Treatment may be necessary if a homozygous haemoglobinopathy is present or combination haemoglobinopathy.
Most people with sickle cell disease are diagnosed during infancy using a routine haemoglobin screening test. The treatment for babies are antibiotics, prophylaxis, full vaccination, aggressive management of crises and vitamin supplementation.
Thalassemias are a group of disorders with varying effects, depending on the gene mutation responsible for the condition. The most common issue is anaemia, but thalassemia can result in an iron overload, skeletal abnormalities, growth impairment and other disorders. Those with severe thalassemia may need splenectomy and frequent blood transfusions.
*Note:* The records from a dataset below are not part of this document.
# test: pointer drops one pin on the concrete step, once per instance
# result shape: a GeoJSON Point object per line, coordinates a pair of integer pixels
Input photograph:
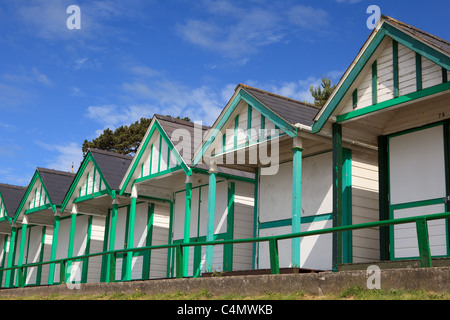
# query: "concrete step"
{"type": "Point", "coordinates": [395, 264]}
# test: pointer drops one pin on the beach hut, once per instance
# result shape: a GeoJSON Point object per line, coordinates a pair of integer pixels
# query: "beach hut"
{"type": "Point", "coordinates": [33, 223]}
{"type": "Point", "coordinates": [395, 98]}
{"type": "Point", "coordinates": [270, 136]}
{"type": "Point", "coordinates": [177, 193]}
{"type": "Point", "coordinates": [86, 212]}
{"type": "Point", "coordinates": [10, 197]}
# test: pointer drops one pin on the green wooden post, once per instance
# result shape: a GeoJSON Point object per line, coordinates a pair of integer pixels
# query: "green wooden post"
{"type": "Point", "coordinates": [337, 194]}
{"type": "Point", "coordinates": [51, 272]}
{"type": "Point", "coordinates": [130, 241]}
{"type": "Point", "coordinates": [187, 223]}
{"type": "Point", "coordinates": [112, 268]}
{"type": "Point", "coordinates": [21, 277]}
{"type": "Point", "coordinates": [211, 214]}
{"type": "Point", "coordinates": [23, 237]}
{"type": "Point", "coordinates": [424, 242]}
{"type": "Point", "coordinates": [73, 225]}
{"type": "Point", "coordinates": [179, 261]}
{"type": "Point", "coordinates": [62, 272]}
{"type": "Point", "coordinates": [12, 244]}
{"type": "Point", "coordinates": [274, 260]}
{"type": "Point", "coordinates": [296, 199]}
{"type": "Point", "coordinates": [112, 238]}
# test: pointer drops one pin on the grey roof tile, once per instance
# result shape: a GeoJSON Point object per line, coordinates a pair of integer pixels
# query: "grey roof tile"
{"type": "Point", "coordinates": [290, 110]}
{"type": "Point", "coordinates": [12, 195]}
{"type": "Point", "coordinates": [57, 183]}
{"type": "Point", "coordinates": [112, 165]}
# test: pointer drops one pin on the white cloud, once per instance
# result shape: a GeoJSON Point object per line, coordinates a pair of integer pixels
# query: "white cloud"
{"type": "Point", "coordinates": [348, 1]}
{"type": "Point", "coordinates": [236, 31]}
{"type": "Point", "coordinates": [63, 156]}
{"type": "Point", "coordinates": [299, 89]}
{"type": "Point", "coordinates": [308, 17]}
{"type": "Point", "coordinates": [113, 116]}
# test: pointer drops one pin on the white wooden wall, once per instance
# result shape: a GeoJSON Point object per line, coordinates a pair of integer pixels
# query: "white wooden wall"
{"type": "Point", "coordinates": [4, 239]}
{"type": "Point", "coordinates": [407, 73]}
{"type": "Point", "coordinates": [91, 181]}
{"type": "Point", "coordinates": [160, 236]}
{"type": "Point", "coordinates": [62, 244]}
{"type": "Point", "coordinates": [96, 245]}
{"type": "Point", "coordinates": [243, 223]}
{"type": "Point", "coordinates": [365, 206]}
{"type": "Point", "coordinates": [275, 203]}
{"type": "Point", "coordinates": [416, 162]}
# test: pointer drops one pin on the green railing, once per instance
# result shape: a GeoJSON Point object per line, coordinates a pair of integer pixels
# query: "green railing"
{"type": "Point", "coordinates": [420, 221]}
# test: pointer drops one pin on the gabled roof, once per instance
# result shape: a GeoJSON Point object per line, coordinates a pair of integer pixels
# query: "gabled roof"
{"type": "Point", "coordinates": [165, 125]}
{"type": "Point", "coordinates": [55, 184]}
{"type": "Point", "coordinates": [429, 46]}
{"type": "Point", "coordinates": [169, 124]}
{"type": "Point", "coordinates": [293, 111]}
{"type": "Point", "coordinates": [432, 40]}
{"type": "Point", "coordinates": [111, 167]}
{"type": "Point", "coordinates": [284, 112]}
{"type": "Point", "coordinates": [11, 195]}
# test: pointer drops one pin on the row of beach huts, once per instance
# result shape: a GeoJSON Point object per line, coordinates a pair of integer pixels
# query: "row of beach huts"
{"type": "Point", "coordinates": [378, 149]}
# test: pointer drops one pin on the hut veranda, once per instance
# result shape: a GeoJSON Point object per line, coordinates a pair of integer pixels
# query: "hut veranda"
{"type": "Point", "coordinates": [269, 165]}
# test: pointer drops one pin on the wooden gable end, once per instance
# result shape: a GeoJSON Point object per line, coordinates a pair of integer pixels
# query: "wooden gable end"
{"type": "Point", "coordinates": [245, 126]}
{"type": "Point", "coordinates": [3, 211]}
{"type": "Point", "coordinates": [91, 181]}
{"type": "Point", "coordinates": [158, 158]}
{"type": "Point", "coordinates": [393, 71]}
{"type": "Point", "coordinates": [37, 198]}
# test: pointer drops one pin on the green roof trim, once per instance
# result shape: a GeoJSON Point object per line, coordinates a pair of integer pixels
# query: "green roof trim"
{"type": "Point", "coordinates": [243, 95]}
{"type": "Point", "coordinates": [36, 177]}
{"type": "Point", "coordinates": [180, 162]}
{"type": "Point", "coordinates": [397, 35]}
{"type": "Point", "coordinates": [87, 159]}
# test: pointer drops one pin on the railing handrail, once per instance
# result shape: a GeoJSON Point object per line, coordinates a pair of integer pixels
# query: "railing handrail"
{"type": "Point", "coordinates": [424, 253]}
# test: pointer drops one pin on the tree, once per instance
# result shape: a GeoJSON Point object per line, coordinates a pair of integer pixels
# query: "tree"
{"type": "Point", "coordinates": [124, 140]}
{"type": "Point", "coordinates": [322, 92]}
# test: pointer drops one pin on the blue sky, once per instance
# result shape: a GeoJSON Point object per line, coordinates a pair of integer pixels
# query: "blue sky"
{"type": "Point", "coordinates": [134, 58]}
Other uncommon haemoglobinopathies can cause unstable haemoglobins, where the haemoglobin structure changes to reduce the lifespan of red blood cells. Symptoms may include enlarged spleens, frequent infections, and anaemia.
The common treatment for preventing complications includes avoiding oxidant medications such as NSAIDs and antibiotics, splenectomy and blood transfusions. A bone marrow transplant may also be necessary for people with severe and life-threatening haemoglobinopathies.
If your risk of having a baby with serious haemoglobinopathy is high, a foetal evaluation will be necessary during pregnancy.